Der 32-jährige Marcus Jansen aus Kapstadt beginnt in Herzlake ein neues Kapitel. Unterstützt von der Wachstumsregion Ems-Achse hat er den Schritt nach Deutschland gewagt und wird nun Teil der örtlichen Arbeitsgemeinschaft.
Marcus‘ Reise von Kapstadt nach Herzlake
Mit dem Ziel einer besseren Zukunft ist der 32-jährige Südafrikaner Marcus Jansen ins Emsland gereist. Er ist einer von zehn gut ausgebildeten Fachkräften, die dank der Wachstumsregion Ems-Achse von Kapstadt nach Deutschland kommen konnten.
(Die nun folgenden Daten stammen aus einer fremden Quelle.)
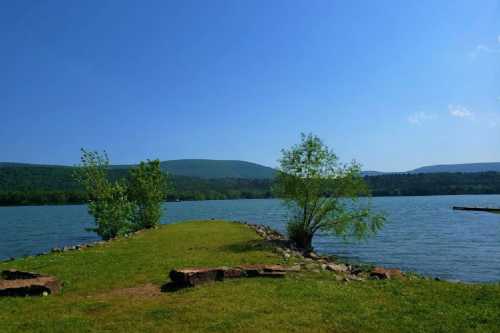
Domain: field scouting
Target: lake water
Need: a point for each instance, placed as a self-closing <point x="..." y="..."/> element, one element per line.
<point x="422" y="234"/>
Nach einem langen Flug über Addis Ababa und Frankfurt erreichten sie schließlich ihr neues Zuhause in Herzlake.
Die Ankunft war für viele der Teilnehmer ein emotionales Ereignis, da es für einige den ersten Flug ihres Lebens darstellte. Tränen flossen beim Abschied von den Familien, was die Herausforderung des Neuanfangs noch verstärkte. Der Landtagsabgeordnete Nicolas Mülbrecht-Breer, der selbst in Südafrika seine Flitterwochen verbrachte, bot den neuen Fachkräften eine Einladung in den Niedersächsischen Landtag in Hannover an, um sie bei ihrem Einstieg zu unterstützen.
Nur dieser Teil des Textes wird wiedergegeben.